You don't need the loop here. The one-step forecasts are the same as fitted values in a time series model. So the following should do what you want:
library(forecast)
model <- auto.arima(y)
newfit <- Arima(c(y,new.data), model=model)
onestep.for <- fitted(newfit)[1001:1010]
forecast always produces forecasts beyond the end of the data.
So forecast(fit) produces forecasts for observations 401, 402, ...
and forecast(refit) produces forecasts for observations 501, 502, ...
fitted produces one-step in-sample (i.e., training data) "forecasts". That is, it gives a forecast of observation t using observations up to time t-1 for each t in the data.
So fitted(fit) gives one-step forecasts of observations 1, 2, ... It is possible to produce a "forecast" for observation 1 as a forecast is simply the expected value of that observation given the model and any preceding history.
fitted(refit) gives one-step forecasts of observations 401, 402, .... So it uses the model estimated on observations 1...400, but it uses the data from time 401...500.
Note that forecast(fit)$mean[1] will not be the same as fitted(refit)[1] due to differences in what they are conditioning on. forecast(fit)$mean[1] conditions on the training data (observations 1...400) while fitted(refit) conditions only on the test data and it does not "know" what the training data were.

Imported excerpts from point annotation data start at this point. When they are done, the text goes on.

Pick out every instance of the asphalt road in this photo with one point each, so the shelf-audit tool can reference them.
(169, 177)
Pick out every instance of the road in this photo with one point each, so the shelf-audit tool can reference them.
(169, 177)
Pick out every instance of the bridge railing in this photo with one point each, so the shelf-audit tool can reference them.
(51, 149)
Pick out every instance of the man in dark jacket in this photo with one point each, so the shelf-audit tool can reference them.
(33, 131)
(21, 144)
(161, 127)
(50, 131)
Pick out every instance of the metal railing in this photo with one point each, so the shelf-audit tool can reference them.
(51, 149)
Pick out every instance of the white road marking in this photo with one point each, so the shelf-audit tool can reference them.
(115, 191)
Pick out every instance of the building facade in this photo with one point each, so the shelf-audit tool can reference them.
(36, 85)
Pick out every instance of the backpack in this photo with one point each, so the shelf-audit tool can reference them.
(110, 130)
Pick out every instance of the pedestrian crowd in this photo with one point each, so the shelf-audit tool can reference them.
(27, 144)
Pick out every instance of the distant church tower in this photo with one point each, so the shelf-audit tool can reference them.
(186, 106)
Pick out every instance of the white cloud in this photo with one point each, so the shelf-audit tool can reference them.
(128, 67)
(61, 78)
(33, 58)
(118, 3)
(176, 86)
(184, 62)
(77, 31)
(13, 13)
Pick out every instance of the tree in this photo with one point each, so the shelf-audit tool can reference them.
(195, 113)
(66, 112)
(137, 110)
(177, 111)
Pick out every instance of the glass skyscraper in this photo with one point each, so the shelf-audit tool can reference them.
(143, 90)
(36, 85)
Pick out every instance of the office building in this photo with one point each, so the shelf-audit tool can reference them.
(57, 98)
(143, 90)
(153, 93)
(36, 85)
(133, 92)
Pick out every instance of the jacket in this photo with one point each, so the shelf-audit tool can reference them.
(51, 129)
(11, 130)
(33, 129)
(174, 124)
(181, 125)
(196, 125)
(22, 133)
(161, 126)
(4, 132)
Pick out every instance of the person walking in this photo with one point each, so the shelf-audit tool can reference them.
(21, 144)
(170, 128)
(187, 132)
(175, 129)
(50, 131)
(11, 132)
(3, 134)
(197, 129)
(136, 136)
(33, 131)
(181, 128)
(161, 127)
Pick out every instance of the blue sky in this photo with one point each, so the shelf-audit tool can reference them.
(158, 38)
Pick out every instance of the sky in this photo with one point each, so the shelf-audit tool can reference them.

So fitted(refit)[1] is the estimate of observation 401 given the model but no history, while forecast(fit)$mean[1] is the estimation of observation 401 given the model and the data up to time 400.
Update
Note that the model is actually
\begin{align}
y_t &= \mu + n_t \\
n_t &= \phi n_{t-1} + e_t
\end{align}
where $\mu$ is the estimated "intercept" and $\phi$ is the ar coefficient.
So if you write it in the more usual way,
$$
y_t = (1-\phi)\mu + \phi y_{t-1} + e_t
$$
Thus forecasts are given by
> phi <- coef(fit)['ar1']
> mu <- coef(fit)['intercept']
> (by.hand <- phi*test.5 + (1-phi)*mu)
[1] 1.318043 0.010579 0.628453 -0.515169 -2.010278
>
> (auto <- c(forecast(fit)$mean[1], fitted(refit)[2:5]))
[1] 1.318043 0.010579 0.628453 -0.515169 -2.010278
Best Answer
If it is one-step forecast then both forecasts are the same. The difference arises when forecasting further: "dynamic forecast" will take previously forecasted values while ""static forecast" will take actual values to make next step forecast.